Il caso prepensionamenti minaccia i conti
Terzo colpo a Gedi, meno chiacchierato ma non secondario, è il rifiuto dell’istanza di patteggiamento da parte del Gip di Roma Andrea Fanelli per il caso di alcuni presunti prepensionamenti farlocchi per i quali sono indagate le cinque società del gruppo Gedi e due alti manager della società, Monica Mondardini, ex amministratore delegato di Gedi, oggi alla guida della Cir di Carlo De Benedetti, e Maurizio Moro, ex capo del personale del gruppo. Nel dicembre 2021 la Guardia di Finanza aveva attestato la possibilità di un danno erariale all’Inps pari a 22 milioni di euro per alcuni procedimenti di questo tipo. I due imputati avevano patteggiato cinque mesi di reclusione e pena sospesa. Fanelli ha impugnato la sentenza ritenendola troppo lieve. E ora Gedi rischia una forte inchiesta capace di mettere ulteriormente a rischio il tenue risultato positivo raggiunto nel 2022. I primi due anni della gestione Elkann, il 2020 e il 2021, sono stati difficili con perdite notevoli di 216 milioni di euro complessive, mentre nel 2022 è tornato finalmente l’utile. Il risultato netto è stato positivo per 2 milioni di euro lo scorso anno a fronte di una precedente, massiccia perdita di 50 milioni nel 2021. Chiaramente una spada di Damocle di questo tipo mette il gruppo sotto pressione per la tenuta economica futura.

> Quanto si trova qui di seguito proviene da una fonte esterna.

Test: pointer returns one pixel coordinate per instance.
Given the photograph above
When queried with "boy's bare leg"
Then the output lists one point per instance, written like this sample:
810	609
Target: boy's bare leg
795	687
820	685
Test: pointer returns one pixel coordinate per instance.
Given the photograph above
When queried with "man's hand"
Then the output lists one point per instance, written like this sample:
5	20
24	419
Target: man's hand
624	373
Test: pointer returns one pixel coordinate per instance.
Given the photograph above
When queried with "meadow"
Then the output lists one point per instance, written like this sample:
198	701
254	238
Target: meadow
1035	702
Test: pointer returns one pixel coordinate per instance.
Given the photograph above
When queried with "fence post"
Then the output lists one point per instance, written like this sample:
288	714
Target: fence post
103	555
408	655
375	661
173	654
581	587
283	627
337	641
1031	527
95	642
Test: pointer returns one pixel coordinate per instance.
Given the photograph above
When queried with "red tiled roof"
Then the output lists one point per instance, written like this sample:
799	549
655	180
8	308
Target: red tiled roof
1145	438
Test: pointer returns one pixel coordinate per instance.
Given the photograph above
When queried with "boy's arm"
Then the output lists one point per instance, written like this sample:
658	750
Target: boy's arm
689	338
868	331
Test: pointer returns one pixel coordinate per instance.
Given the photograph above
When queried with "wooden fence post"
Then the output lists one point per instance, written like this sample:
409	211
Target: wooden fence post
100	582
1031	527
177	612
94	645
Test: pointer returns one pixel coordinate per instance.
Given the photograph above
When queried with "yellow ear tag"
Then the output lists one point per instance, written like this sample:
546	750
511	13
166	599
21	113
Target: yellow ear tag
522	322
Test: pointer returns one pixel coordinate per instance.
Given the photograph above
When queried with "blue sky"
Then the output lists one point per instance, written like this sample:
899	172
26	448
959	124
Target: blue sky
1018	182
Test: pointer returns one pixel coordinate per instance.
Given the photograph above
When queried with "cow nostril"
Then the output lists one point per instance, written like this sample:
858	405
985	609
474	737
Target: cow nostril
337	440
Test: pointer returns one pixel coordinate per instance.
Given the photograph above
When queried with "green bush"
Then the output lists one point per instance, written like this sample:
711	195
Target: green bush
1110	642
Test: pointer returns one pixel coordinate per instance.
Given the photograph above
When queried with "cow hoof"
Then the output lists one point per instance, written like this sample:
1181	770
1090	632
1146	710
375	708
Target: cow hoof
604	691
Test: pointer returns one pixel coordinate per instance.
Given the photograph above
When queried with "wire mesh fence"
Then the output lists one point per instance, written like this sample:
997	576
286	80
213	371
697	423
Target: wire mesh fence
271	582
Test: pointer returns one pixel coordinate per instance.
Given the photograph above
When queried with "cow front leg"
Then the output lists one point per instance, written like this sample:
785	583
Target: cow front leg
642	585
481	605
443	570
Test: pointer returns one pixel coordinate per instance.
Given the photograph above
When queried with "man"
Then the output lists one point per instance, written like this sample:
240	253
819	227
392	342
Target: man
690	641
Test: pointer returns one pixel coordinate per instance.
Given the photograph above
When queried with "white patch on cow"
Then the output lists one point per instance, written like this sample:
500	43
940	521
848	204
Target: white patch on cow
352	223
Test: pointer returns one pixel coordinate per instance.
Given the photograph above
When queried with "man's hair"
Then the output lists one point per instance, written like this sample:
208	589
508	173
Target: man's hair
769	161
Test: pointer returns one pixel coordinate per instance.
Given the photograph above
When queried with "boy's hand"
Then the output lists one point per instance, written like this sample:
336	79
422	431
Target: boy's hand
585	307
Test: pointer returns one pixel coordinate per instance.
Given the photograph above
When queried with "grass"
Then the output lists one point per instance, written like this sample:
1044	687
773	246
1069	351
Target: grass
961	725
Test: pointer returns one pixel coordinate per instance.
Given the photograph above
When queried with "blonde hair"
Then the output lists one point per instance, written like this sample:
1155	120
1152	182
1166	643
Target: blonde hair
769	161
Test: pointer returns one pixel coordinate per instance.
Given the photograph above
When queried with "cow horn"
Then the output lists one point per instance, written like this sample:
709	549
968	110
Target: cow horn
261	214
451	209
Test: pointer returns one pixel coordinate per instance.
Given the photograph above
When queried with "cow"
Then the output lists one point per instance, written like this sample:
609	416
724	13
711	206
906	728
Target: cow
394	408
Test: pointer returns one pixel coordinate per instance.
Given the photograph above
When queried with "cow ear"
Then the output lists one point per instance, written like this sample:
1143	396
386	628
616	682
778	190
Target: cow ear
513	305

La domanda da porsi è se Elkann abbia, ora che la svolta verso l’esterofilia totale è pressoché completata, ancora l’interesse a tenere Gedi. E quale sia il futuro di un gruppo che rincorre un’agenda politica diversa da quella insita nel suo Dna e che prova a essere riferimento di un campo che non c’è più: un centrosinistra con cultura di governo, europeista, attento alle istanze occidentali, a vocazione maggioritaria. Cosa c’entrino John Elkann e Elly Schlein, per riassumere il tutto in una battuta, lo dobbiamo ancora capire, al netto del comune amore per l’America e la velata esterofilia. Ma dopo le botte ricevute tra aule di tribunali, carta stampata e edicole, il futuro del gruppo è tutto da scrivere.
Quale futuro?
La vendita dei quotidiani veneti di Gedi lascia pensare a un avvio di smobilitazione di Elkann dall’editoria. Ma finché Repubblica resterà, anche malconcia, nelle sue mani tutto sarà possibile. Fermo restando che il dato principale è quello delle vendite: la testata simbolo dell’editoria progressista ora non è più a diffusione di massa. E questo può avviare la retrocessione di Repubblica a testata di dimensione media, e non più maggiore. Una conseguenza di una gestione Elkann che al rilancio vero del marchio e del gruppo non ha mai veramente tenuto e che nelle due direzioni Calabresi e Molinari ha assistito al graduale declino di un quotidiano incapace, assieme al suo gruppo, di fare egemonia come un tempo.